Sunday, December 26, 2010

Grading

The class grade will be based on the, almost weekly, individual programming homeworks. Each one of the N homeworks will be worth 1/N of your final grade.

There will also be several challenge rounds. These will be one-on-one meetings in my office where you will answer questions about the homework you submitted and the material it covered. The goal is simply to ascertain whether or not you did the homework. So the questions will be easy, if you did the homework, but impossible otherwise. If you answer correctly then you get to keep the grade you earned in the homework. Incorrect answers will result in severe penalties, up to and including failing the class.

I will post in this blog the names of the students whose turn it is to take the challenge and the date. I expect each student will answer three challenges in the semester.

Grading Rubric for Programs

Trait Exceptional Acceptable Amateur Unsatisfactory
Specifications The program works and meets all of the specifications. The program works and produces the correct results and displays them correctly. It also meets most of the other specifications. The program produces some correct results but fails at others. The program is producing incorrect results.
Readability The code is exceptionally well organized and very easy to follow. The code is fairly easy to read. The code is readable only by someone who knows what it is supposed to be doing. The code is poorly organized and very difficult to read.
Reusability The code could be reused as a whole or each routine could be reused. Most of the code could be reused in other programs. Some parts of the code could be reused in other programs. The code is not organized for reusability.
Documentation The documentation is well written and clearly explains what the code is accomplishing and how. The documentation consists of embedded comment and some simple header documentation that is somewhat useful in understanding the code. The documentation is simply comments embedded in the code with some simple header comments separating routines. The documentation is simply comments embedded in the code and does not help the reader understand the code.
Delivery The program was delivered on time. The program was delivered within a week of the due date. The code was within 2 weeks of the due date. The code was more than 2 weeks overdue.
Efficiency The code is extremely efficient without sacrificing readability and understanding.
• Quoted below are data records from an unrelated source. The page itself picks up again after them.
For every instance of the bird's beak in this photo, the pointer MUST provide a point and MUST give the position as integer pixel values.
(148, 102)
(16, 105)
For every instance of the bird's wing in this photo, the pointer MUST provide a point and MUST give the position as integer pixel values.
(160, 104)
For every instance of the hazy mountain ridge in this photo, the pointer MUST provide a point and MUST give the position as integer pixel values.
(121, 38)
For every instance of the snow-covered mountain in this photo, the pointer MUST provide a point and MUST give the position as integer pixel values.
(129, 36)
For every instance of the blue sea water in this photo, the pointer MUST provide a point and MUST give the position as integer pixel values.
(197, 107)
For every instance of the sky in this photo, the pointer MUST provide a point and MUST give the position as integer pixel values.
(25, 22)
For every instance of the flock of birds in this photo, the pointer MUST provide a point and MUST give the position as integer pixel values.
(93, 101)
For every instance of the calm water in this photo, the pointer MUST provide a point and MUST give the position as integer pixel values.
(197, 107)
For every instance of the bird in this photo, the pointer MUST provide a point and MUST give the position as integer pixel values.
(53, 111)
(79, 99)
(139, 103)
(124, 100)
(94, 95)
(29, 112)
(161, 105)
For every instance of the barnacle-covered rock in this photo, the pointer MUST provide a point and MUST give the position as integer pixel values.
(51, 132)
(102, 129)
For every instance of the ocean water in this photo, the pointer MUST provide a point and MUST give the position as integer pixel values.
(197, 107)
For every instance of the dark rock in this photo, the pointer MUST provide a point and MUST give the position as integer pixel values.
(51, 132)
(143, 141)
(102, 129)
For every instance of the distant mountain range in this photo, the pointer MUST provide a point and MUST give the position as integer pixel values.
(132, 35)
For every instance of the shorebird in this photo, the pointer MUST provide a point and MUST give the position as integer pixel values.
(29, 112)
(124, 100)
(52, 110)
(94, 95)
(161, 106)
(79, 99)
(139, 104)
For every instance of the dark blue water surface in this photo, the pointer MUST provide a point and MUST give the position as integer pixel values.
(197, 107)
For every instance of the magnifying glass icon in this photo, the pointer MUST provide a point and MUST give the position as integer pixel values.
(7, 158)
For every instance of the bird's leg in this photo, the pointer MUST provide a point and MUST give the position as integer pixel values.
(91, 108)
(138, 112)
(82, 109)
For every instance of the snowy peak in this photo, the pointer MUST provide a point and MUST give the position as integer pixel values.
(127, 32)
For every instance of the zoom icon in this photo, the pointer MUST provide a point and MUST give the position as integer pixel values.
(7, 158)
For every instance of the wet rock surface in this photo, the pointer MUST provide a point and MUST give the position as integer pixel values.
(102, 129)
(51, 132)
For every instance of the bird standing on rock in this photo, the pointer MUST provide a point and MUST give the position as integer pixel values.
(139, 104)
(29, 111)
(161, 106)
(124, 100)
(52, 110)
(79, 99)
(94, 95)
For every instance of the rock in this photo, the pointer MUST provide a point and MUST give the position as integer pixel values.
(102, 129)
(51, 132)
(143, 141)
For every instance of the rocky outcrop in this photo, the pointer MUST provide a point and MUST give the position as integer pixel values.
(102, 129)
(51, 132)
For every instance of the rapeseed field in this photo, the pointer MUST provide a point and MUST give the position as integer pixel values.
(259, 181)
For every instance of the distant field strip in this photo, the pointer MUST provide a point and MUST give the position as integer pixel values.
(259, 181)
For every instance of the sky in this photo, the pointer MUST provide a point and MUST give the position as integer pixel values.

The code is fairly efficient without sacrificing readability and understanding. The code is brute force and unnecessarily long. The code is huge and appears to be patched together.

The grade for each each program will mostly (80%) consist of meeting the specifications and the rest will be divided roughly evenly between readability, reusability, documentation, and efficiency. If a homework is late by less than 1 hour it will get 5% off, if less than 1 week then the penalty is 30% off, if less than 2 weeks its 50% off, if more than 2 weeks then it gets 0.

About

Instructor: José M. Vidal
   Homepage: http://jmvidal.cse.sc.edu
   Office: SWGN 3A51
Class Homepage: http://www.csce242.com
Meeting Time: MWF 11:15--12:05pm. Swearingen 2A27.
Textbook: Recommended books as well as gotapi.com.

This class will cover the development of web applications. We cover all the basic technologies necessary for building web applications as well as new technologies and trends which will used by web application developers in the next decade.

This is an introductory class and no previous knowledge of web technologies is assumed. However, I will assume that you can program, at the level of a good CSCE 145 graduate. See the list of topics covered for more details.

We will only meet on the classroom on Mondays and Wednesdays (if that). Fridays I will be available in the lab to answer questions.

Schedule and Topics

I hope to cover all the technologies you need to build a modern web application. We will be using the google app engine as our platform (the Python one, but you can use the Java version if you want). Time permitting, I would also like have you build a simple LAMP (Linux + Apache + mysql + PHP) app and deploy it on Amazon's EC2.

Below are the topics we will cover in, roughly, the order I plan to cover them:

  1. Web history: HTTP, firebug
  2. Google app engine. Python. HTML
  3. App engine datastore: a noSQL datastore.
  4. Django templates. CSS
  5. JavaScript: the language. Functional programming. Prototype inheritance.
  6. JavaScript and the DOM. jQuery.
  7. App engine memcache.
  8. HTML5: localStorage. jQuery for iPhone.
  9. Canvas. SVG
  10. App engine XMPP
  11. REST
  12. Mashups: facebook, delicious, flickr...
  13. Another way: LAMP on EC2

Thursday, October 7, 2010

CSCE 242 in the Spring 2011

This class will be offered in the Spring 2011. You can check the schedule from last time to see what we taught 2 years ago. This time, we will teach most of that, and then some. Specifically, we will go into detail on HTML5 programming and the google app engine and its database. We will also build some iphone or android web applications (NOT native apps).

This class has csce 145 as a pre-requisite but I'm willing to waive that if you already have some programming experience. You will be doing a lot of programming.